Our consumer electronics users and their behaviors had been classified into a number of customer segments, but it became clear early on that not every segment was a relevant or primary Bose customer. Our core Bose customers--referred to as the Avid Enthusiasts and the Uncomplicated Enthusiasts--have a passion for performance and an appreciation for attention to detail, and differ in their attraction to either the most compelling new technology, or the most streamlined experience possible. Both appreciate elegance through simplicity. I promoted an approach to our work that focused on the primary Bose user in our core design, and accommodate second tier users and needs only where they wouldn't degrade the primary path.

The Tenets:

We began with the three core Bose principles:
  • Performance,
  • Elegance, and
  • Simplicity
and I led a workshopping activity to translate those into design terms, from which my team distilled the tenets that would begin to functionally guide our day-to-day design choices. With the tenets to then guide us, I led development of, and wrote the guidelines for, a bible of interaction and visual design rules and practices for our entire design staff.
Representation of each of the tenets from our Design Guidelines document.

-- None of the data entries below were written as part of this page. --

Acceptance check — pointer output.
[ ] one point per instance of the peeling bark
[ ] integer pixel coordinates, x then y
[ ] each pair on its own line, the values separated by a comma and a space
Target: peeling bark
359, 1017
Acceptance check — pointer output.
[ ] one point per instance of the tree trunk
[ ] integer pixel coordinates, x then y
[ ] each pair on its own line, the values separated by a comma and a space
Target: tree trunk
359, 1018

Engaging Mindful Contextual Purposeful Empowering Supportive

Interaction Models:

Our key competitor to the SoundTouch wireless music system was the Sonos portfolio. Comparisons were inevitable, but we focused our design effort on an understanding of our users and their needs. Leveraging our tenets, I championed a modal approach to the mobile app architecture that would satisfy our users' preference for clarity and simplicity, which stood in contrast to our competitor's design approach that put multiple control and function sets on a single app screen. In our case, more was less.
Gestural navigation between primary app modes.

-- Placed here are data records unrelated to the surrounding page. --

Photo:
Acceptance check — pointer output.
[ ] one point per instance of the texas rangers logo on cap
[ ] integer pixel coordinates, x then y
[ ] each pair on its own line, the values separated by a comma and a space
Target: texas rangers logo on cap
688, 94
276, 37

Consistency was also important to unify a broad portfolio. I developed with the team a set of interactions that could be universal between app and hardware, and from product to product, where users would benefit: setting a preset with a press-and-hold, visually communicating system status through OLEDs, LEDs, and icons, and in later products, pairing Bluetooth devices. We also took advantage of the unique capabilities of the touchpoints, adding things like gestural mode switching and source searching in the mobile app, responsive layout design to suit a world of mobile devices, audio system responses and voice prompts on speakers and headphones, and beyond.
Common and unique interactions for setting presets.

Visual Design:

The user's content is the most important part of an audio experience. Music is emotional and full of memories and deep personal ties. I led the team to craft a visual design language that prioritizes the user's "content"--in this case, their music, collections and favorites--spatially, such as by featuring large album art on the core screen and giving ready access to their customized presets. The visual style took notes of Swiss design to create simple, clean, undistracting but clear controls and text, and a largely monochromatic color palette to be a stage to the user's content. We've taken the visual design through a number of evolutions since the initial release, but these principles have remained consistent.
Visual design of mobile app at launch, and in 2016 redesign.

The Results:

Bose customers have appreciated our care for detail and attention to their unique preferences. I helped guide a number of research activities, both usability in-lab, and longitudinal and contextual in-field as part of a continuous evolution of design and design roadmaps. We have found that users love the simplicity of the hardware preset controls. They've resonated with improved product setup experiences our team has built, through design activities I've both led and participated in. The Bose UX Design Language has influenced over twenty product experiences and six mobile apps. The products have consistently received high marks--4+ stars in a majority of cases--from customers across ecommerce sites, and the app itself is at 4.5 stars at the time of this writing. The joys of being part of a passionate, excellence-obsessed UX team.
Customer star ratings for the SoundTouch line at Bose.com as of 2016.